And no, I’m not talking Eggo’s here.
I’m talking the three blogs where I’m all “YAY RECOVERY!” quickly followed by the three blogs where I’m all “OMG I’m like, such a fatty and recovery is stupid and I’m just going to die from this ED but like, I’ll be freaking THIN.” These kinds of waffles are intensely obnoxious both for those of us (i.e., ME) who are going back and forth all the dang time, as well as those poor souls (i.e., YOU) who are forced to listen to such crap.
I guess I’m just wondering when I’ll think that recovery is really worth it. Worth it even if I gain more weight, worth it even if I have to cry through meals for another week or month or year, worth it even if I feel like these emotions are going to KILL ME if I have to feel them another day. I like to think that I’m working for recovery and making progress. And we talked this week in support group that even if you are on a slight downswing in recovery, you’re never “going backwards” because you can’t unlearn what you’ve learned. It’s a nice idea, really, I’m just not sure I buy into it.
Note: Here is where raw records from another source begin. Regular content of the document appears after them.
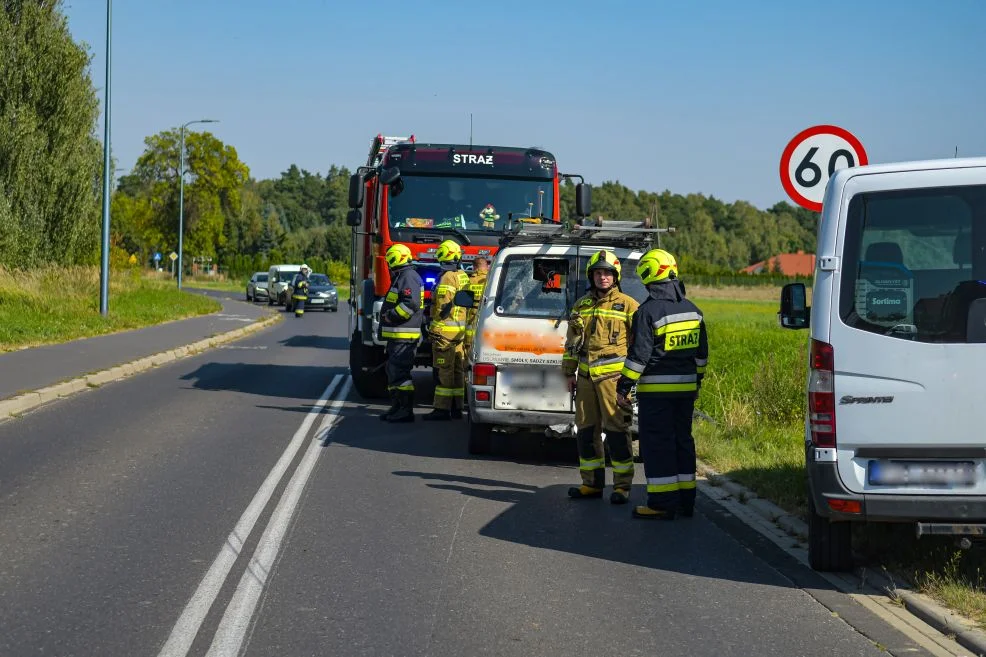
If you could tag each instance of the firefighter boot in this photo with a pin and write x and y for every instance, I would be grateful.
(619, 496)
(395, 399)
(406, 411)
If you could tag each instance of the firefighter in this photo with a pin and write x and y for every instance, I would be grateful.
(447, 331)
(595, 348)
(299, 291)
(477, 283)
(667, 360)
(400, 326)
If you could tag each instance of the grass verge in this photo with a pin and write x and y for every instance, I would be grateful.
(60, 304)
(754, 393)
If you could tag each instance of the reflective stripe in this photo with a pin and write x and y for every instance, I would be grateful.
(448, 392)
(398, 333)
(591, 464)
(690, 325)
(678, 317)
(668, 378)
(667, 387)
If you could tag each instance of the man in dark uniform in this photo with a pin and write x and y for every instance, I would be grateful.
(400, 326)
(666, 361)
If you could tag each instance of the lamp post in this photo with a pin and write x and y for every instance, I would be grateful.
(181, 190)
(104, 272)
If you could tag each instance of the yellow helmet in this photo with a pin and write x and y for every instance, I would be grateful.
(449, 251)
(604, 260)
(398, 255)
(657, 265)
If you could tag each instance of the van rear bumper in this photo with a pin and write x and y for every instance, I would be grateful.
(824, 484)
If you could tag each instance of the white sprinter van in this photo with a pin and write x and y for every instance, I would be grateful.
(896, 426)
(515, 380)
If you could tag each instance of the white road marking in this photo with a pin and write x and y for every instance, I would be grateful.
(237, 620)
(184, 631)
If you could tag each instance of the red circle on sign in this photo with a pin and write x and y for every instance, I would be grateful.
(785, 168)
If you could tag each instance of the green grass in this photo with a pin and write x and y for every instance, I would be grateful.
(754, 393)
(55, 305)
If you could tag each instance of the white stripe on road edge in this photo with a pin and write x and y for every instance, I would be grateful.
(198, 606)
(236, 621)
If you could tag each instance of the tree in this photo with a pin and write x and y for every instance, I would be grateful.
(213, 191)
(50, 161)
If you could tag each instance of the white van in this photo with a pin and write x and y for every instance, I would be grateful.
(279, 277)
(515, 379)
(896, 417)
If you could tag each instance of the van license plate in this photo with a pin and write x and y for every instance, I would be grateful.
(921, 473)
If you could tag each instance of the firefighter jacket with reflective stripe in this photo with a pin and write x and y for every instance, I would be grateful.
(598, 333)
(401, 313)
(477, 283)
(669, 347)
(447, 319)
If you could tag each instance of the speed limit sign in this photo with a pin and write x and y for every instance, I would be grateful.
(810, 159)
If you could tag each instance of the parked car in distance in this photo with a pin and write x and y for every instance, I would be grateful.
(322, 294)
(257, 287)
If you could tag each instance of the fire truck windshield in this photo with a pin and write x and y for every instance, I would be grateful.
(467, 203)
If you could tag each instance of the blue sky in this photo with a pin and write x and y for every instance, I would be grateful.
(685, 96)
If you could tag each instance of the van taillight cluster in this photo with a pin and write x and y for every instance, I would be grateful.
(821, 395)
(483, 374)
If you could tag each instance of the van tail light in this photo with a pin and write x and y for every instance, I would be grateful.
(821, 395)
(483, 374)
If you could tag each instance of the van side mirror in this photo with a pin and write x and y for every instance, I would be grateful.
(356, 191)
(794, 306)
(464, 299)
(583, 200)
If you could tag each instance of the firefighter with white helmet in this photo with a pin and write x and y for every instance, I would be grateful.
(400, 326)
(595, 348)
(667, 360)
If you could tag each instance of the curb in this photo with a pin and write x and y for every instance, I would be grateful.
(964, 631)
(14, 406)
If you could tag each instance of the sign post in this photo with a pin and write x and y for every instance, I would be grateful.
(812, 157)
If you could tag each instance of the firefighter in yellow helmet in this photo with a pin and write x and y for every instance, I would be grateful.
(400, 326)
(668, 355)
(477, 283)
(447, 331)
(595, 348)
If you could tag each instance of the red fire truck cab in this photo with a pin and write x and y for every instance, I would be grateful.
(420, 195)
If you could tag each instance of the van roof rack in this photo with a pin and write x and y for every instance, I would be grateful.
(629, 234)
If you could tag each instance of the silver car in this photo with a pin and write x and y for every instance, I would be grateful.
(257, 287)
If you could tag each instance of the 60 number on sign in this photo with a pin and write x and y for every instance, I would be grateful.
(812, 157)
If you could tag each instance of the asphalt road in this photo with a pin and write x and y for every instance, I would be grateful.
(31, 369)
(236, 503)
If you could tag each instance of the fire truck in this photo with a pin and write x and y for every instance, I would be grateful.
(421, 194)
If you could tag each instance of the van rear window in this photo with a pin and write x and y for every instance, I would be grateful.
(914, 263)
(521, 295)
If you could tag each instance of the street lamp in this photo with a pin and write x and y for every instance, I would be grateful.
(181, 190)
(104, 261)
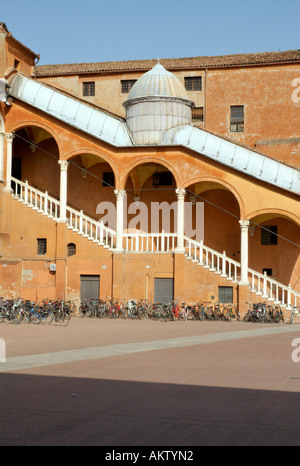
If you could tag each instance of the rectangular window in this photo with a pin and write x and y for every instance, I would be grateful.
(163, 290)
(88, 89)
(108, 179)
(193, 83)
(237, 118)
(197, 114)
(126, 85)
(41, 246)
(269, 235)
(225, 294)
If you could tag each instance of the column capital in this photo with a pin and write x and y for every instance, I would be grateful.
(9, 136)
(180, 193)
(120, 193)
(244, 224)
(63, 164)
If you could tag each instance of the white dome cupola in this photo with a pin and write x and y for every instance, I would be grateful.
(157, 102)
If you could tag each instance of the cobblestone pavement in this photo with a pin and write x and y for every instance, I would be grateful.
(147, 383)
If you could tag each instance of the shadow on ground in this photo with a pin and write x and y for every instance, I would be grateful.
(44, 410)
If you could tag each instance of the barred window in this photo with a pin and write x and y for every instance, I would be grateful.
(126, 85)
(88, 88)
(269, 235)
(108, 179)
(197, 114)
(237, 119)
(193, 83)
(225, 294)
(41, 246)
(71, 249)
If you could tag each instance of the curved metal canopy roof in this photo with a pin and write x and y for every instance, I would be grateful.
(71, 111)
(158, 82)
(114, 131)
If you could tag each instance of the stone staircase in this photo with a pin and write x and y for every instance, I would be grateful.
(137, 242)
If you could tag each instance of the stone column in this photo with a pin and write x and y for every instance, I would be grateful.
(120, 194)
(180, 220)
(244, 224)
(9, 141)
(63, 190)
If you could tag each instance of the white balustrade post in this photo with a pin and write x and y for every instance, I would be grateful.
(120, 194)
(63, 190)
(244, 224)
(9, 141)
(180, 220)
(2, 156)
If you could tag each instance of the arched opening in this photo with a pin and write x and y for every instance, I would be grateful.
(218, 218)
(151, 199)
(274, 242)
(35, 159)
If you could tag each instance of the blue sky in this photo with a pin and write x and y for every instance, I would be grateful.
(73, 31)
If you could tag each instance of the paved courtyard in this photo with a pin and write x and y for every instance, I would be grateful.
(146, 383)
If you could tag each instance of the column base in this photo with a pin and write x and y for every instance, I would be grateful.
(180, 249)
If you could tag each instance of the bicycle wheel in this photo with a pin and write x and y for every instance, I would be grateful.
(62, 318)
(46, 317)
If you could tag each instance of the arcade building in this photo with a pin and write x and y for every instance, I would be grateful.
(171, 179)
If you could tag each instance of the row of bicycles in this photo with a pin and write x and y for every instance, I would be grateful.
(20, 310)
(264, 313)
(142, 309)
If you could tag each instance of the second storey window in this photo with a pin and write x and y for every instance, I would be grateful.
(193, 83)
(88, 88)
(237, 118)
(126, 85)
(197, 114)
(269, 235)
(41, 246)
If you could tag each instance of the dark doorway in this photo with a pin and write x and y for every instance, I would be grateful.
(89, 287)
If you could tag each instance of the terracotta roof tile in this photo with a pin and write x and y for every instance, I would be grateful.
(170, 63)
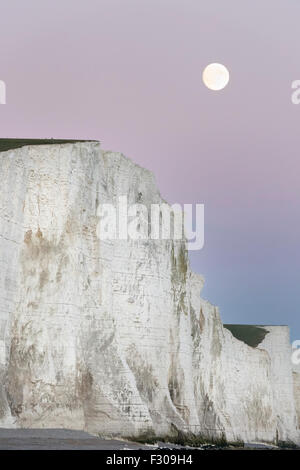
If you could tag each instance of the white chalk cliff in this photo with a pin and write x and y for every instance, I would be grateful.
(113, 337)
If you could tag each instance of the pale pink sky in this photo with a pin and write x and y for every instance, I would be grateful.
(128, 72)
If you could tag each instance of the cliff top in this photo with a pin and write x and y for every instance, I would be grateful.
(8, 144)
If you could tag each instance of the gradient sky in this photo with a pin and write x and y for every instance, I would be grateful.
(128, 72)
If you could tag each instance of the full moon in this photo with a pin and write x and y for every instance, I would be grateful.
(215, 76)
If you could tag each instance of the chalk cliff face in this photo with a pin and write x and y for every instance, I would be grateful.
(112, 336)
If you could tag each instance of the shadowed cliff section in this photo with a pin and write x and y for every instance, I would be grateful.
(8, 144)
(249, 334)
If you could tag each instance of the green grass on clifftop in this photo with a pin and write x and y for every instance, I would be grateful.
(8, 144)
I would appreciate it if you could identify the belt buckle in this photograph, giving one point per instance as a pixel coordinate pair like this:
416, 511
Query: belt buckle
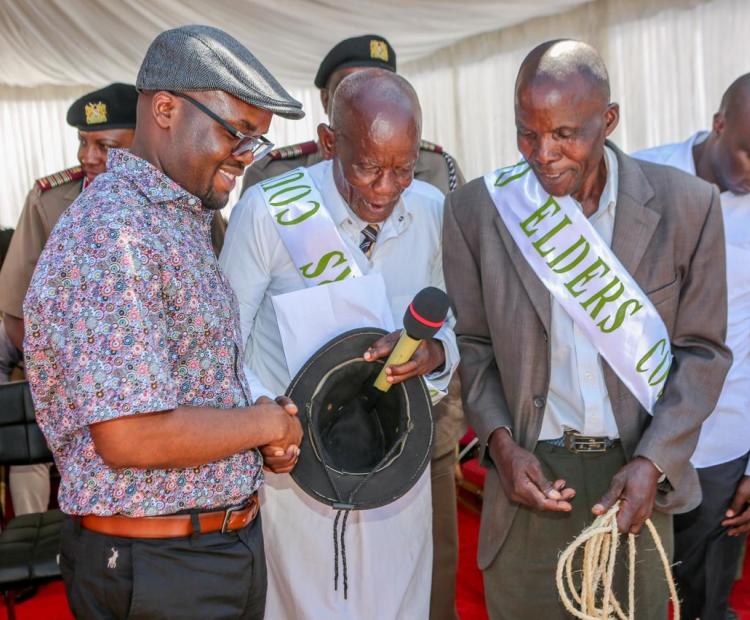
228, 515
581, 443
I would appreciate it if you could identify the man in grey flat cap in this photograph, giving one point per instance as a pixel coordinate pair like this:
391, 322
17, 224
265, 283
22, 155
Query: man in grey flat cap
134, 355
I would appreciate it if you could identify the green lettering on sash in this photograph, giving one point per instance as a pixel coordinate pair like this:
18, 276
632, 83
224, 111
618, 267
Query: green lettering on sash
601, 297
663, 350
580, 243
341, 276
540, 242
306, 189
293, 176
620, 316
323, 264
301, 218
586, 276
502, 180
539, 215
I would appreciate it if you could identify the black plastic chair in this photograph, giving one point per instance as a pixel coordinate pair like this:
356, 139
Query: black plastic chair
29, 544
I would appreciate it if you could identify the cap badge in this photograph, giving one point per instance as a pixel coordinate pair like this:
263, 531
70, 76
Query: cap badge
378, 50
96, 113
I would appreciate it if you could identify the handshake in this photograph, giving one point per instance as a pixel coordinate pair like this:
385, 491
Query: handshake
280, 455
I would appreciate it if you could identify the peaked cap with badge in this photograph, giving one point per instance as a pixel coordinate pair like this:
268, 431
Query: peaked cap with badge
434, 165
368, 50
111, 107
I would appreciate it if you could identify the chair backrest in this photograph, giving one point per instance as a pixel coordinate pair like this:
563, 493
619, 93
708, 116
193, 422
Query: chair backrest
21, 439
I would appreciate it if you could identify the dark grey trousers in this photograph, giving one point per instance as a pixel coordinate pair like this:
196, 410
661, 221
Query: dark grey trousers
706, 557
520, 583
217, 576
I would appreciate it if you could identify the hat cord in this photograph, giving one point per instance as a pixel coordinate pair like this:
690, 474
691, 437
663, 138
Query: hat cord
347, 507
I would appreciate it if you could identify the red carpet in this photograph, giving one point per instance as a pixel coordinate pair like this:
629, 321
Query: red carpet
50, 604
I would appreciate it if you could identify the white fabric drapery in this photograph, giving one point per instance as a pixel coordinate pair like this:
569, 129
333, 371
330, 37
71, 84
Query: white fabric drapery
669, 62
70, 42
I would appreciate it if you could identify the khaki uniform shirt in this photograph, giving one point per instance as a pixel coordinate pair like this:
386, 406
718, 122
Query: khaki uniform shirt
45, 203
435, 167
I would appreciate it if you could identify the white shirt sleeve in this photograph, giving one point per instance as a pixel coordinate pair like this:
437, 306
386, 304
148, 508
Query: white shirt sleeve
245, 262
438, 381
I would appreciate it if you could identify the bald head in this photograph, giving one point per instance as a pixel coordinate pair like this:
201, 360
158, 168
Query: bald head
735, 101
563, 118
373, 138
376, 98
565, 61
724, 157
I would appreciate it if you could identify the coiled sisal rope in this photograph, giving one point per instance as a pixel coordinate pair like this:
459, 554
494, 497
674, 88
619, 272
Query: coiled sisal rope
594, 599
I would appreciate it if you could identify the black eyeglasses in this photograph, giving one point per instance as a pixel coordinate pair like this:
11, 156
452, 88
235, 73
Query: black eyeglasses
259, 146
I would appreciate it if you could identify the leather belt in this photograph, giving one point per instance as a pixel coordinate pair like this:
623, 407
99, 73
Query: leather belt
575, 443
174, 526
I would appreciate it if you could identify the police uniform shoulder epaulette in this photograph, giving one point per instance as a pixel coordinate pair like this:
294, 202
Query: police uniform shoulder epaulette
449, 162
426, 145
58, 178
294, 150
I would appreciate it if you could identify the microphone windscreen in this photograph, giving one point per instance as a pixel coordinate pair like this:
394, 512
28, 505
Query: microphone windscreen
426, 313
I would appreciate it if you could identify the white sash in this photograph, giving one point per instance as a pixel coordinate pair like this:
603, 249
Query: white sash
306, 229
586, 279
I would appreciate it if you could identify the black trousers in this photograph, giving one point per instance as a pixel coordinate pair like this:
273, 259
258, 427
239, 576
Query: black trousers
706, 557
216, 576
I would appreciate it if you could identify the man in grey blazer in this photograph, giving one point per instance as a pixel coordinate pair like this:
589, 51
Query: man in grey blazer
533, 382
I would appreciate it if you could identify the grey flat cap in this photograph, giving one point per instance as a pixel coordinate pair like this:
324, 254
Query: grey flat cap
205, 58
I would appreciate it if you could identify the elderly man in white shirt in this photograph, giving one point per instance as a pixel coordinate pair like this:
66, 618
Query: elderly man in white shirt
709, 539
385, 228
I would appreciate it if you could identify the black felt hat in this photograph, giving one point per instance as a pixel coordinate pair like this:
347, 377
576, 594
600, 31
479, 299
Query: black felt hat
111, 107
352, 458
369, 50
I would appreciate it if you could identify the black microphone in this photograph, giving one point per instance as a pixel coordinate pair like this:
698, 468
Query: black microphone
422, 320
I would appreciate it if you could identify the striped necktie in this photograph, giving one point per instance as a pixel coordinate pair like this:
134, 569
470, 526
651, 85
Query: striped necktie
369, 235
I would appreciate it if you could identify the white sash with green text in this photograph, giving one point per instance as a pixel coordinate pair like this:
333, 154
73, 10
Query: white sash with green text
586, 278
306, 229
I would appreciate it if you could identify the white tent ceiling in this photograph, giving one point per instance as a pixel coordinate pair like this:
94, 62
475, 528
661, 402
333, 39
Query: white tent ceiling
92, 42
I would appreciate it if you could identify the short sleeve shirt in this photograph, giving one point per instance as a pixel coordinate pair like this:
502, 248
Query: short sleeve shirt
128, 313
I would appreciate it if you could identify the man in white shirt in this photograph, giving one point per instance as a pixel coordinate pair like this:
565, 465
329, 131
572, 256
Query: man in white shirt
579, 275
387, 226
710, 538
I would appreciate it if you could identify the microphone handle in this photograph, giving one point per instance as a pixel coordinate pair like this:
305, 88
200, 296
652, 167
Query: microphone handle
401, 353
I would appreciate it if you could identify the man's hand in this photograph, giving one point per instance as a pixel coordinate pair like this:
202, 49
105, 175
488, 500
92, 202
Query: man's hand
738, 514
428, 356
281, 456
635, 487
522, 477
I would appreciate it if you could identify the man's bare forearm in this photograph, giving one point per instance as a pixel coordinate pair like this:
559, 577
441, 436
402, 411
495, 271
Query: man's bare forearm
188, 436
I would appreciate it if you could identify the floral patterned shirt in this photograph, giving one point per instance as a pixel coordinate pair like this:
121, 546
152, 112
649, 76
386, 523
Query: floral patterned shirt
129, 313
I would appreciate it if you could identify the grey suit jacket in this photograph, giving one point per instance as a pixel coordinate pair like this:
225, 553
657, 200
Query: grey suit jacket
669, 235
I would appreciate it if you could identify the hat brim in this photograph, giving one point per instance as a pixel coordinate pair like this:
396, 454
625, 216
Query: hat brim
364, 64
401, 472
105, 126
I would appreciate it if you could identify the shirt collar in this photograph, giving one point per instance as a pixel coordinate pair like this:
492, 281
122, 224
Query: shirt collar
608, 199
153, 183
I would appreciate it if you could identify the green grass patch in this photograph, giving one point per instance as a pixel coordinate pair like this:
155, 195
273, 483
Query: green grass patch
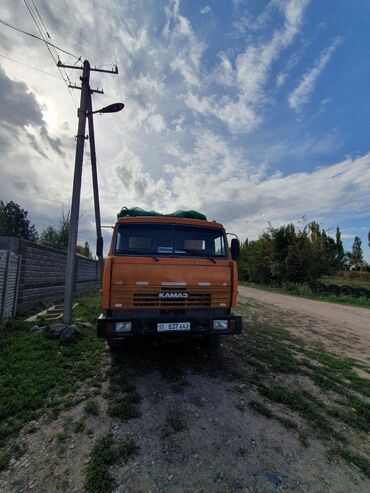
349, 279
79, 426
125, 407
175, 421
36, 373
260, 409
105, 453
91, 407
352, 457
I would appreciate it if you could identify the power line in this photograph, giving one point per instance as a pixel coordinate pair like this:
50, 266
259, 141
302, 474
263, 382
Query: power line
37, 37
33, 68
55, 56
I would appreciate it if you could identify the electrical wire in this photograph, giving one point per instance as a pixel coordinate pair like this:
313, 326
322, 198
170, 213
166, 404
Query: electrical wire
55, 55
33, 68
36, 37
123, 139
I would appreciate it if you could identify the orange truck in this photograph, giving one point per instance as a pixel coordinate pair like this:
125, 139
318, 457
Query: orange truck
169, 277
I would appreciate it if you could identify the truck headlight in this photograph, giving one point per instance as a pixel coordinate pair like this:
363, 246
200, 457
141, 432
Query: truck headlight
123, 326
220, 324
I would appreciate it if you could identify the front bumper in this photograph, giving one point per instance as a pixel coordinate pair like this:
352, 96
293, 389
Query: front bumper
142, 325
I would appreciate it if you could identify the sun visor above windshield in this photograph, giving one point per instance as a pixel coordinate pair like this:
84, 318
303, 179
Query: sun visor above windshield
138, 212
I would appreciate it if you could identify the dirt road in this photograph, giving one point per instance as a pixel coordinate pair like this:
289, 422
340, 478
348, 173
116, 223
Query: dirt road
342, 329
277, 408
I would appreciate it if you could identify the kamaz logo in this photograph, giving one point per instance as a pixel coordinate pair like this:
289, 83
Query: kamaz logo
173, 296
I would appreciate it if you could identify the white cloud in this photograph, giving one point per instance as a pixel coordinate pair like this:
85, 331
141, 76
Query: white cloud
300, 96
205, 10
241, 111
157, 153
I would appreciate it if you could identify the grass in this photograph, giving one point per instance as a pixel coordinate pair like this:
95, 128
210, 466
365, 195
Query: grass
125, 407
104, 454
297, 290
351, 457
79, 426
335, 406
123, 399
175, 421
91, 407
39, 375
354, 279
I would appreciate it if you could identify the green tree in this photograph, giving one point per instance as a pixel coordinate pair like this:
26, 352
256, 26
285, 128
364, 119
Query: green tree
84, 250
14, 222
340, 249
357, 254
56, 236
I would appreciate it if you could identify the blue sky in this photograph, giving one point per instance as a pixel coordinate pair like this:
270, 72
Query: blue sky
250, 111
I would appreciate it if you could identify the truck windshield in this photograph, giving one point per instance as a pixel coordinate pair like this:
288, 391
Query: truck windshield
170, 240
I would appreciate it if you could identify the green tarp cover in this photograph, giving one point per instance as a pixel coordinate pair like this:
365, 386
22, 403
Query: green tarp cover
136, 211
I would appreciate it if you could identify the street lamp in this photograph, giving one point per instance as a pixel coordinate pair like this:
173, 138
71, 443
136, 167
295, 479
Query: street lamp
112, 108
85, 112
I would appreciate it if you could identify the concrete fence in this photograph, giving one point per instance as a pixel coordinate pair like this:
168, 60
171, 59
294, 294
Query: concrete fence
9, 281
41, 272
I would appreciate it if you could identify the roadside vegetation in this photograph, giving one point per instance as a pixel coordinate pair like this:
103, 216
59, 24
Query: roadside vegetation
104, 454
41, 376
304, 290
307, 262
322, 393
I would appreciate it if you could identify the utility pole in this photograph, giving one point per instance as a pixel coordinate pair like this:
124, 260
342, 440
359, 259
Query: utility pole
95, 186
82, 113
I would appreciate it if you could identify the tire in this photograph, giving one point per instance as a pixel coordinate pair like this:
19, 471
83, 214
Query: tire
115, 345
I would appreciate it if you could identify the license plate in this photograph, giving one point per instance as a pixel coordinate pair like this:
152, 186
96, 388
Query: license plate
168, 327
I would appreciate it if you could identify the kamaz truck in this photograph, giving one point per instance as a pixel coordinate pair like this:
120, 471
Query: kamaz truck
169, 277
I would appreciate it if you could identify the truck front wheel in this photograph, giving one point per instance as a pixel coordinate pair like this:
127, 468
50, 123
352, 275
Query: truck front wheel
211, 341
115, 345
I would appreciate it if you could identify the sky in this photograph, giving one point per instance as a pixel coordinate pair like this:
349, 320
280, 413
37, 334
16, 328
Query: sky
253, 112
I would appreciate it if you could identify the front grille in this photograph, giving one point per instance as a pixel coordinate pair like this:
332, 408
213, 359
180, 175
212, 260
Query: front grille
153, 300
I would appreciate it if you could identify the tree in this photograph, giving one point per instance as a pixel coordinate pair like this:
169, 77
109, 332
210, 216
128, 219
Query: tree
57, 236
14, 222
84, 250
340, 249
357, 255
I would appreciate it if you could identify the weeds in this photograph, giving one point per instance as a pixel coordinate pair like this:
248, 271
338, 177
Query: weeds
91, 407
45, 370
296, 289
175, 421
105, 453
351, 457
79, 426
125, 406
I don’t know how else to term it other than “going backwards” when I find myself crying over my new meal plan, skipping meals, working out like it’s my job. I don’t know how else to term it other than “going backwards” when I notice these things and think, “Let’s just see where this goes. It won’t be that bad this time, I’m sure.” I don’t know how else to term it other than “going backwards” when I start looking for ways to “outsmart” my treatment team and lose a few pounds.
What the heck else do you call it?
If I had to guess?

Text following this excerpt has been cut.